Del discurso de la «democracia» a la guerra por el petróleo

Amanecimos este sábado con una noticia grave y alarmante: Estados Unidos concretó su amenaza de bombardear Venezuela y de secuestrar al presidente Nicolás Maduro, tal como lo confirmaron horas después Donald Trump y su círculo de poder en una rueda de prensa marcada por la soberbia imperial. “Hablamos en serio”, dijeron sin ambigüedades.
¿La justificación? La de siempre. La mentira reiterada hasta el cansancio por quienes se asumen como dueños del mundo: la “democracia”, la supuesta lucha contra el “narco-terrorismo” y, por supuesto, la “paz”. Hoy lo volvieron a decir sin pudor: “esto es paz a través de la fuerza”.
Dejemos claro, de una vez por todas, que esto no implica respaldo alguno a Maduro, quien más allá del discurso no ha representado en la práctica los intereses populares, pero nada, absolutamente nada, justifica una intervención militar extranjera, el quebrantamiento de la soberanía venezolana y el desconocimiento del derecho de los pueblos a decidir su propio destino.

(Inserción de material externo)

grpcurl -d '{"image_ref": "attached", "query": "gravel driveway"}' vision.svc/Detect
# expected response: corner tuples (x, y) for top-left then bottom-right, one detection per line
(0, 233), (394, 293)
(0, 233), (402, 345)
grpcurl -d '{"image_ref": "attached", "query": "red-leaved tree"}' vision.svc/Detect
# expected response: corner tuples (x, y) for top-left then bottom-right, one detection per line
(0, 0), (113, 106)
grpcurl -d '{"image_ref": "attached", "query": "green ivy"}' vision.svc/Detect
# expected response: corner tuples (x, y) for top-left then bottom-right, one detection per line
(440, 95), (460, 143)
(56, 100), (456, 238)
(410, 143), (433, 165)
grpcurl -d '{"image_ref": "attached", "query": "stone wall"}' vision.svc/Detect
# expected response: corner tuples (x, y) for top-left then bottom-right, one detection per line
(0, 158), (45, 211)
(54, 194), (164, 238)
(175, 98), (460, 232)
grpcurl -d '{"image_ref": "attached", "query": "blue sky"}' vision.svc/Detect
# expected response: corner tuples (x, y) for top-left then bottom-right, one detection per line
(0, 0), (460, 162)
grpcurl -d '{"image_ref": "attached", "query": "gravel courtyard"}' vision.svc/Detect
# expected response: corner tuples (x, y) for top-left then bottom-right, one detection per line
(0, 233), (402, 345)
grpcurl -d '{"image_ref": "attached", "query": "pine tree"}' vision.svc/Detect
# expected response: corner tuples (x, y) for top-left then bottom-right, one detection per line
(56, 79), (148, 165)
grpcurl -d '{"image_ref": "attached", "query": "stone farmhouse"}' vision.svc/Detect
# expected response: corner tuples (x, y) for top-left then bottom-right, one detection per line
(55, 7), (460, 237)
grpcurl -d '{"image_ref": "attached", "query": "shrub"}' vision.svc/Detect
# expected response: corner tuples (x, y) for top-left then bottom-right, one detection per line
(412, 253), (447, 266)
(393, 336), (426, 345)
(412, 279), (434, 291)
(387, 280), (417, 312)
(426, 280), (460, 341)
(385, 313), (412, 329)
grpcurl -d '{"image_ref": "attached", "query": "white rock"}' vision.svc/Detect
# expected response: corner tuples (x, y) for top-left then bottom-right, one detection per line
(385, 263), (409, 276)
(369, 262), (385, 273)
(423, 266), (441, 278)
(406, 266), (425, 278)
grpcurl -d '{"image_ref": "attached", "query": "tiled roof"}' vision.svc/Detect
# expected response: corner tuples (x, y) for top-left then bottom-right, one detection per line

Como todxs sabemos —y es necesario repetirlo—, el verdadero objetivo de esta agresión es el petróleo y los vastos recursos naturales de Venezuela. El propio Trump lo ha dicho de manera directa y cínica: “vamos a recuperar el petróleo que nos han robado”. Anunció además la reconstrucción de la infraestructura petrolera y lanzó una amenaza abierta a quienes no se sometan a sus mandatos, dejando claro que el ataque a Venezuela es un mensaje de advertencia para cualquiera que desafíe a Estados Unidos.
Quienes hoy celebran esta invasión bajo la ilusión de una supuesta “libertad”, harían bien en revisar al menos un poco de la historia reciente. Libia, Irak, Afganistán, Siria: pueblos devastados, empobrecidos y sumidos en el caos tras ser “liberados” por el imperialismo, mientras sus recursos eran saqueados.
Lo ocurrido se inscribe claramente en la lógica de una intervención militar imperial, impulsada por Trump, que desconoce la soberanía de los pueblos y sienta un precedente de enorme gravedad geopolítica para toda la región. El único interés es el control de los recursos estratégicos y la tentativa de sostener un imperio en decadencia, hoy cuestionado por el avance de bloques como BRICS.
La pregunta que surge es inevitable: ¿qué viene ahora? Según Trump, Estados Unidos gobernará Venezuela hasta que se produzca una supuesta transición “limpia”. Todo indica que este escenario solo es posible con la complicidad de élites locales serviles, dispuestas a facilitar la entrega de los recursos nacionales a cambio de cuotas de poder.
¿Y qué nos queda a los pueblos?
No callar.
Alzar la voz con fuerza, articular una solidaridad internacional activa contra el imperialismo, porque hoy es Venezuela y mañana puede ser cualquier otro país hermano. Que la solidaridad no se limite a las redes: que se escuche en las calles, que se vea en la movilización, que sea tan clara y contundente como el grito con el que el imperio anuncia su saqueo.
Frente a la embestida de un imperio en decadencia, la resistencia y la solidaridad con el pueblo venezolano son una tarea urgente y colectiva.